The American Cancer Society reports that an estimated 174,650 new cases of prostate cancer and an estimated 31,620 prostate-related deaths will occur in the United States this year.
Other than skin cancer, prostate cancer is the most common cancer in American men and is the second leading cause of cancer death for this group behind lung cancer. It develops mainly in older men over the age of 65 or African-African men. The good news is that most men diagnosed with prostate cancer do not die from it.
Below are some other American Cancer Society’s prostate cancer statistics:
- About one man in nine will be diagnosed with prostate cancer during his lifetime.
- About six cases in 10 are diagnosed in men aged 65 or older and it is rare before age 40.
- About one man in 41 will die of prostate cancer.
- About 2.9 million men in the United States who have been diagnosed with prostate cancer at some point are still alive today.
Early diagnosis followed by noninvasive treatment can help avoid extreme costs, physical limitations, discomfort, pain and adverse effects on quality of life.
Taking a proactive “don’t risk it” approach to prostate health can minimize the probability of more complicated prostate diagnosis and the serious, negative side effects of treatment, including premature death.
I am a prostate cancer survivor because of early detection, an accurate diagnosis and very effective noninvasive outpatient treatments resulting in minimal negative side effects.
About three years ago, I noticed an abnormal urine condition. I immediately set an appointment with my primary care physician, who ordered a Prostate Specific Antigen test, a routine blood test used to determine the general health of the prostate gland. The normal range is generally 0-4 ng/ml. My test result was a 5.5 ng/ml.
Abnormal? Yes. Did it mean that I had prostate cancer? Not necessarily.
It is common for men over the age of 50 to have an elevated PSA, which in most cases means that they have what is called benign enlarged prostate. A benign prostate condition is not life-threatening and can be easily treated.
I was referred to a urologist who specializes in diseases of the male urinary and reproductive organs. I wanted to know whether the elevated PSA reading was an indication of a benign prostate condition or if there was any indication of malignancy. My intent was to get an early and accurate diagnosis.
More diagnostic procedures followed, including a biopsy of the prostate gland. This was a necessary procedure to determine whether malignant tissue might be present. Tissue samples of the prostate biopsy were sent to the pathology laboratory for analysis. Malignant tissue was found localized to a small section of the prostate gland.
Alarming? Yes. Did I have a high probability of effective treatment? Yes.
Based on early detection and diagnosis for my low-level prostate cancer condition, I was a candidate for noninvasive, painless and highly effective proton radiation therapy. I was able to maintain my normal quality of life, including daily lap swimming and workouts at the local fitness center during my nine weeks of daily treatment.

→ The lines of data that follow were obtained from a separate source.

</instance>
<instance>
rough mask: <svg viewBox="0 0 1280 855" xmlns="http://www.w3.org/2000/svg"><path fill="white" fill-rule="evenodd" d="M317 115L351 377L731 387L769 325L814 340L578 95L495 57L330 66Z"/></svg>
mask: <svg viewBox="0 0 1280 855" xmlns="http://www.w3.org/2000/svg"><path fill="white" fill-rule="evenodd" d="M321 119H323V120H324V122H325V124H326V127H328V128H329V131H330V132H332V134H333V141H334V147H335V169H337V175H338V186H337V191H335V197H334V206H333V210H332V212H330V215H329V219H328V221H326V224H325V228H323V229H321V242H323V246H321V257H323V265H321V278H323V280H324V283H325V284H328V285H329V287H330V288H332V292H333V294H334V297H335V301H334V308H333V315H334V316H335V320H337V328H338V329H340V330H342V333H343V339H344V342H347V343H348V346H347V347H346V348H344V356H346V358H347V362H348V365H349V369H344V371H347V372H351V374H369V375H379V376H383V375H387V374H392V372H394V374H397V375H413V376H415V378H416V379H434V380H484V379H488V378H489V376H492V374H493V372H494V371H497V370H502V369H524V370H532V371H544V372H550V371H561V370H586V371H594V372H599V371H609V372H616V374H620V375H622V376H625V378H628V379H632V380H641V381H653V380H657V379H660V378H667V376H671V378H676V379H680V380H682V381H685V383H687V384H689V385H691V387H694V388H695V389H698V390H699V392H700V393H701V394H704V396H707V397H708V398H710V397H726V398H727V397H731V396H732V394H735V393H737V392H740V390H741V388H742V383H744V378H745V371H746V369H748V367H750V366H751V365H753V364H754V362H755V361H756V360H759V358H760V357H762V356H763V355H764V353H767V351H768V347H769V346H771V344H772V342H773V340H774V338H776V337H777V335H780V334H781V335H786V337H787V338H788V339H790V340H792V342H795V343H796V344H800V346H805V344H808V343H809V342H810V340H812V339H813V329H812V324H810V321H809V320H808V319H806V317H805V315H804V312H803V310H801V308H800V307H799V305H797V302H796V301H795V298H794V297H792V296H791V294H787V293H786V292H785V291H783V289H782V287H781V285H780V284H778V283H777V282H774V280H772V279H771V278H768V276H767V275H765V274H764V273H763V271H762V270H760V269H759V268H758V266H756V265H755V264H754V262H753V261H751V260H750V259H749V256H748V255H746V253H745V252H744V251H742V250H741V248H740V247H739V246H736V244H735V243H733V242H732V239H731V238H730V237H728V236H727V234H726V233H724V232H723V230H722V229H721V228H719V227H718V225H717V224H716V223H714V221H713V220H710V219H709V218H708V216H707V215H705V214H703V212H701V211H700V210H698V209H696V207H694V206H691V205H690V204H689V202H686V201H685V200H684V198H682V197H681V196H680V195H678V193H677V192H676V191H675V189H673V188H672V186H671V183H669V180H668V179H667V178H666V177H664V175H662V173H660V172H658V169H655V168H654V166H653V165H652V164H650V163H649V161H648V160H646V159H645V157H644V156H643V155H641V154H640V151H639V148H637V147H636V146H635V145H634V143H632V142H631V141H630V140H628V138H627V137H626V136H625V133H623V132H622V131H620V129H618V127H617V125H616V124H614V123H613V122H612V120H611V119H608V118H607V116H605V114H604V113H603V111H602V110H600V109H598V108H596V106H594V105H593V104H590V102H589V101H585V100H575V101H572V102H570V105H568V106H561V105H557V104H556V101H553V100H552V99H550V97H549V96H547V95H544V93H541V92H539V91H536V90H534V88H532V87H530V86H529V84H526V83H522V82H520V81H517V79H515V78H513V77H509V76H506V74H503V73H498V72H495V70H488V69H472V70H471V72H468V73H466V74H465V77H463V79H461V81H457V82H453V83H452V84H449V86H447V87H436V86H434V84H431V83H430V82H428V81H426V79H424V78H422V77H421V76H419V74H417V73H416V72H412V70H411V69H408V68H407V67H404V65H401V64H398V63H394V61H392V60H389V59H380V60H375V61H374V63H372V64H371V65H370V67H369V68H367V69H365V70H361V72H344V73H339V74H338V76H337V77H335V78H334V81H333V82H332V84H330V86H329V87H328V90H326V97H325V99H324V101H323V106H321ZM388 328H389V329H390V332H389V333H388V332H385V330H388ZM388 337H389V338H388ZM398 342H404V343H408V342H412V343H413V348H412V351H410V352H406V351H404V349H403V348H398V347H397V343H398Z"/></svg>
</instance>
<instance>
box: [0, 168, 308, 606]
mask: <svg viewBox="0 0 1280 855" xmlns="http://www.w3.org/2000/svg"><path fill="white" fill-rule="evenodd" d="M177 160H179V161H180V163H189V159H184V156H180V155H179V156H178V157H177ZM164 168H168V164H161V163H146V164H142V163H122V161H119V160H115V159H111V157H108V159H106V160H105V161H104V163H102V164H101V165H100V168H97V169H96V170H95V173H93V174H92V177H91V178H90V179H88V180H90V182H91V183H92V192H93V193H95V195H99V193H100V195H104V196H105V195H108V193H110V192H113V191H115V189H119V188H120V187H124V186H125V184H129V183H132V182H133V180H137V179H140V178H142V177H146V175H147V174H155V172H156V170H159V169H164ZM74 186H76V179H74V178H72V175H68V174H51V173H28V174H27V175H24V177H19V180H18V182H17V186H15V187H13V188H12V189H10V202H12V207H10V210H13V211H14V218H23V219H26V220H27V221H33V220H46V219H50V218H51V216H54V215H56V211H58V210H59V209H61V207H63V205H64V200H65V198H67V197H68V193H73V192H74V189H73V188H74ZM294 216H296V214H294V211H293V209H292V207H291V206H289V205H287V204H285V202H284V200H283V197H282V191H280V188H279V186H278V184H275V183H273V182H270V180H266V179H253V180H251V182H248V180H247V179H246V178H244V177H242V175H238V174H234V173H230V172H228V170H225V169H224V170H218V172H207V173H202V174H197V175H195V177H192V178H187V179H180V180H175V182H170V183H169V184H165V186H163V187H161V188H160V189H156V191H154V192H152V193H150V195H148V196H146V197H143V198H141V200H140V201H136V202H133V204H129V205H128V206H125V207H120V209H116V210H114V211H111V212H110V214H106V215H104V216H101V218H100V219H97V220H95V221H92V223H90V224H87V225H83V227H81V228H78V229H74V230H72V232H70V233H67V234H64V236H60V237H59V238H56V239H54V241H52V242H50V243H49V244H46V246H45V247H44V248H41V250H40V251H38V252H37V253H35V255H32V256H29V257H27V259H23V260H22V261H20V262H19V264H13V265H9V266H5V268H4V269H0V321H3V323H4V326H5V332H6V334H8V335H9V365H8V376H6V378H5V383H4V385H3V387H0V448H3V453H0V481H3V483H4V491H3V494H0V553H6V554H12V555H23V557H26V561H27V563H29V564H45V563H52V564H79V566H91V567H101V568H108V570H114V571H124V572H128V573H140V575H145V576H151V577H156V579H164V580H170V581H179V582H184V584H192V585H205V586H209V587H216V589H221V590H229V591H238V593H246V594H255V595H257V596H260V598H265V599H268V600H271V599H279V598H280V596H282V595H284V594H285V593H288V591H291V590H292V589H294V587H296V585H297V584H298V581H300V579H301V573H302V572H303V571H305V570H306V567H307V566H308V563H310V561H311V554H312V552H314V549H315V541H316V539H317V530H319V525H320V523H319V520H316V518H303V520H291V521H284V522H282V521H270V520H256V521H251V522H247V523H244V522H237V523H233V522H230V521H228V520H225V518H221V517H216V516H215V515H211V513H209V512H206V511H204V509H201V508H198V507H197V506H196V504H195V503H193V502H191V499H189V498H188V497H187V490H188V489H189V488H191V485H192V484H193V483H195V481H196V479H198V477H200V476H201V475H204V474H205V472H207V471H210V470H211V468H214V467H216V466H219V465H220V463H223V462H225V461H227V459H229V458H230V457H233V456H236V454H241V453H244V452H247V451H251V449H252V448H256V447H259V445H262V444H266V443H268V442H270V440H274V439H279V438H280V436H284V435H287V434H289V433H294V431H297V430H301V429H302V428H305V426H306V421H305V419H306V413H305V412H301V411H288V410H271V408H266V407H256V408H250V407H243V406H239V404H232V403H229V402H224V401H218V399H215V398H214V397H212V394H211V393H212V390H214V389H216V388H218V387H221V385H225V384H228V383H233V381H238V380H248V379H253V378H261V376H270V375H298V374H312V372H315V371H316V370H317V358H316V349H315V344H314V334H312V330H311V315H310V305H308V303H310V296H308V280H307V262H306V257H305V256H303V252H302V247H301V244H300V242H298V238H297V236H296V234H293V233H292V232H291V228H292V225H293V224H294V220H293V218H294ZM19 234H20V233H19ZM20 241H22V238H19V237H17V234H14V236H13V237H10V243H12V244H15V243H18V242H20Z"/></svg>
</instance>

To any man within the high-risk age group for prostate cancer, be very aware of the health condition of your prostate gland. Be certain to get an annual health exam, including an accurate evaluation of the health of the prostate gland.
Don’t risk it! Be proactive and informed about prostate health. Remember, early detection and treatment is always better than a later diagnosis in which malignant tissue at the prostate gland site can likely spread to other vital organs of the body.
On a lighter note, Jay Leno said, “a new medical study reports that men who eat ten pizzas a week are less likely to develop prostate problems at age 50. That’s because they are usually dead by age 40.”